A covered entrance and elevator were added to the side entrance, a new sound system was installed and necessary repairs were made to the interior and exterior of the cathedral in 2000. In January 2007 Bishop Robert J. Carlson formed a diocesan committee to study the possibility of renovating and renewing the Cathedral campus. Neighborhood Renewal Services helped the diocese purchase back the former cathedral school building in September of the same year. The following month the diocese bought the former convent from Holy Cross Children's Services, which was in the process of relocating. Renovations were completed on the former convent in February 2008. It houses the parish offices, the Cathedral Mental Health Clinic and Abortion Alternatives Inc. St. Dominic Chapel serves as a day chapel for the cathedral parish. The former St. Mary Cathedral School building was demolished in June 2008; a new roof was placed on the cathedral in the autumn of the same year.

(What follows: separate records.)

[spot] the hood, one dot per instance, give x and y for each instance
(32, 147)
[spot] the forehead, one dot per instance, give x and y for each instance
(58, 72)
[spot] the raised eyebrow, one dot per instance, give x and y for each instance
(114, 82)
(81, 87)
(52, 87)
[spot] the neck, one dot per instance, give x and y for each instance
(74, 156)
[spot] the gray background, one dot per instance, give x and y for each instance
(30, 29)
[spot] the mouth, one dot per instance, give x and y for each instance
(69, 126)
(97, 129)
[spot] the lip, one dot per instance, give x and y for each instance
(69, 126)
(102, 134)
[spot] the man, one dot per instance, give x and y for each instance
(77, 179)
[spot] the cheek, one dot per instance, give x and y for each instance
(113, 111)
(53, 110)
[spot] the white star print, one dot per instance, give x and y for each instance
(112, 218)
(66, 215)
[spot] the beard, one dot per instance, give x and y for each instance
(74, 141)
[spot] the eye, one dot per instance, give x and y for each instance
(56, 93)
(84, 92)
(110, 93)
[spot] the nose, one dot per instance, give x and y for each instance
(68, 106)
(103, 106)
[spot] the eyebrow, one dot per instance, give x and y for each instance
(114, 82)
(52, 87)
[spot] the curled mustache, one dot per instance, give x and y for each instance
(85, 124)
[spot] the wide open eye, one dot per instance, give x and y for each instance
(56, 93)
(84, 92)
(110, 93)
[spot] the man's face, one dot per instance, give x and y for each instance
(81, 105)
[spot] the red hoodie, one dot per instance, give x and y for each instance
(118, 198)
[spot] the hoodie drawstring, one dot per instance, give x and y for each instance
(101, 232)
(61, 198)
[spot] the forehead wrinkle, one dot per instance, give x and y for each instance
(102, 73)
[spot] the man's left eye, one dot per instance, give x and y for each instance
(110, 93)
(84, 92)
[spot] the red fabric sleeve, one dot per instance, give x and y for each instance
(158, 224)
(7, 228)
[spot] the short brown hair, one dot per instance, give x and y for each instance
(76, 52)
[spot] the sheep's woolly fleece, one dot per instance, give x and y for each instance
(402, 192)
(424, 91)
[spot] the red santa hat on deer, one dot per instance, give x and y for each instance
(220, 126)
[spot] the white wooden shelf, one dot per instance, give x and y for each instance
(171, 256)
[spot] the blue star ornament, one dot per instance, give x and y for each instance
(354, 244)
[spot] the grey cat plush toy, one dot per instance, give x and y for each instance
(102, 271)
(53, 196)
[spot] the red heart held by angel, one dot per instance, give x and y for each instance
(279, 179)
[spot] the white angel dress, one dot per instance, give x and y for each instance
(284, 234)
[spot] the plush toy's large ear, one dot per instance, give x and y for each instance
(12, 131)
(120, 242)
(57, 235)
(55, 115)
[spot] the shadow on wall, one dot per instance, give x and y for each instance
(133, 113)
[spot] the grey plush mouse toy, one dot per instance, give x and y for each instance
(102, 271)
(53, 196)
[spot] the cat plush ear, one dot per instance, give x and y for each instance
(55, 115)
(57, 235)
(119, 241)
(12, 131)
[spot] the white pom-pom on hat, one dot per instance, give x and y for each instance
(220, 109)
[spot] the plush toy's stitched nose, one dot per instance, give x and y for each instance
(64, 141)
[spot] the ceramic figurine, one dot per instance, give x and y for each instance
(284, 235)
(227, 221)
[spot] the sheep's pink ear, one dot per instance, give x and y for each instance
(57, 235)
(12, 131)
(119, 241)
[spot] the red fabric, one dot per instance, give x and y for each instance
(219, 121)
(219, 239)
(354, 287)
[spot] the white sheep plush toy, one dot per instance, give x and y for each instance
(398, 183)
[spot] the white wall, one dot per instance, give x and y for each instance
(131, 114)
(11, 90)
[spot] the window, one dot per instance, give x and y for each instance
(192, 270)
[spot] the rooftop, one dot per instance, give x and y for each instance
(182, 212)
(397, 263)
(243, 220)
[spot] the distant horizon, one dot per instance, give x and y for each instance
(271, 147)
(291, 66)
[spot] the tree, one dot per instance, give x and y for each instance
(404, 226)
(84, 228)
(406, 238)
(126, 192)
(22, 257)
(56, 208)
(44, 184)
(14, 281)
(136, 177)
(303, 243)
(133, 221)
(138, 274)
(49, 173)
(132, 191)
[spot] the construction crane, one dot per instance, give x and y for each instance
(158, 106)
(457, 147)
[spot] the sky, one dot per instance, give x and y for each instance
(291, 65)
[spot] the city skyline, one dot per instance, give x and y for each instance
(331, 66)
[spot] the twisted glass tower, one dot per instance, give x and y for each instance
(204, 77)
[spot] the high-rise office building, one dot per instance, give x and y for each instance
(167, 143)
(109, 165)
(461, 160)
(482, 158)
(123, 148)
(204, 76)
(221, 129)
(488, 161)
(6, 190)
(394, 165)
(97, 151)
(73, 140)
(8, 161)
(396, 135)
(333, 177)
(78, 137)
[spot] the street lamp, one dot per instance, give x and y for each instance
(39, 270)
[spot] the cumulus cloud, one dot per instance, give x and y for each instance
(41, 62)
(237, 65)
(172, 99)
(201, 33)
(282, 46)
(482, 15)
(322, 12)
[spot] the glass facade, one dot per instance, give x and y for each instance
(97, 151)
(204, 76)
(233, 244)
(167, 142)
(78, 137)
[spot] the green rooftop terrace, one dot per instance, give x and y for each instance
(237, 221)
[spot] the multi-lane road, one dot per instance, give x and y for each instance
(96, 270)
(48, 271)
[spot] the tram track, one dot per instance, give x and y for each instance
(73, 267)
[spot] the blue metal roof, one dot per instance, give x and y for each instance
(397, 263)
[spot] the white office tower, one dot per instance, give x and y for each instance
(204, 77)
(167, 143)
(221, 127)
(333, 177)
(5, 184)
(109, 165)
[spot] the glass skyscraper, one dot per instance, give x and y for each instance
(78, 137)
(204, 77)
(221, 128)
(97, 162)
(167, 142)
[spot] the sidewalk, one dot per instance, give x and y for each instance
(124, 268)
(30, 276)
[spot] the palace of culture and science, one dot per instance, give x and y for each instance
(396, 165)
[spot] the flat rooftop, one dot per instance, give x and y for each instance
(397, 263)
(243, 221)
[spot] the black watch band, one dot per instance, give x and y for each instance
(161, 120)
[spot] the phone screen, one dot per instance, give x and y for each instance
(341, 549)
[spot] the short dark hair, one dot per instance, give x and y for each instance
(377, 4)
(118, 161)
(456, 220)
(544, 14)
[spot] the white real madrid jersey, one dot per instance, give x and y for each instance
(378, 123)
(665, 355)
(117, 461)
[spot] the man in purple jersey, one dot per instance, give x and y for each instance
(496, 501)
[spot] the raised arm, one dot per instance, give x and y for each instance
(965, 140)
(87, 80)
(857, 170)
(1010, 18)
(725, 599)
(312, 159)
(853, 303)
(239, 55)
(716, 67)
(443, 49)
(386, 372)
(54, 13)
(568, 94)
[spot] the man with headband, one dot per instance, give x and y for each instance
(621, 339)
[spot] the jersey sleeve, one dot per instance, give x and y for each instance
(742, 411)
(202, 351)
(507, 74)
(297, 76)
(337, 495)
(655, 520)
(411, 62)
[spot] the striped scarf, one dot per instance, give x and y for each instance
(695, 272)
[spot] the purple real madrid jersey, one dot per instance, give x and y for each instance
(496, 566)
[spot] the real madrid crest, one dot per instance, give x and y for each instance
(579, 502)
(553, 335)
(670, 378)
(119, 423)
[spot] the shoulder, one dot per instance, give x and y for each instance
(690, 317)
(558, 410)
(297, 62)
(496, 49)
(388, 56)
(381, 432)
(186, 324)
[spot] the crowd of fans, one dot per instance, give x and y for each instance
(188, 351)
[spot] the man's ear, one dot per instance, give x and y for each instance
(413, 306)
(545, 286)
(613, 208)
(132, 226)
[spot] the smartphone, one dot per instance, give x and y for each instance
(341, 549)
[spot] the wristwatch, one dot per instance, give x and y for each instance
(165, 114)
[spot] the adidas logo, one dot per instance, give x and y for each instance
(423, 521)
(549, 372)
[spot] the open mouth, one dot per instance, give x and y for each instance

The cathedral closed temporarily starting in February 2017 for an extensive renovation. Masses were held in St. Andrew's Church during its closure. The $4.7 million renovation included a re-configuration of the interior; a new marble altar, ambo, and baptismal font; new wooden cathedra and pews; and an addition that contains handicapped accessible restrooms. It has a seating capacity of about 500 people.

==Pipe organ==
At the time of the 2017 renovation, the 1930 Kilgen pipe organ that was in St. Joseph's Church in Bay City, Michigan, was rebuilt in the cathedral by the Lauck Pipe Organ Co. of Otsego, Michigan. The organ had undergone major renovations in 1984 and in 2002. The instrument features 30 ranks of pipes for a total of about 1,800, two consoles with three manuals each, and a pedalboard.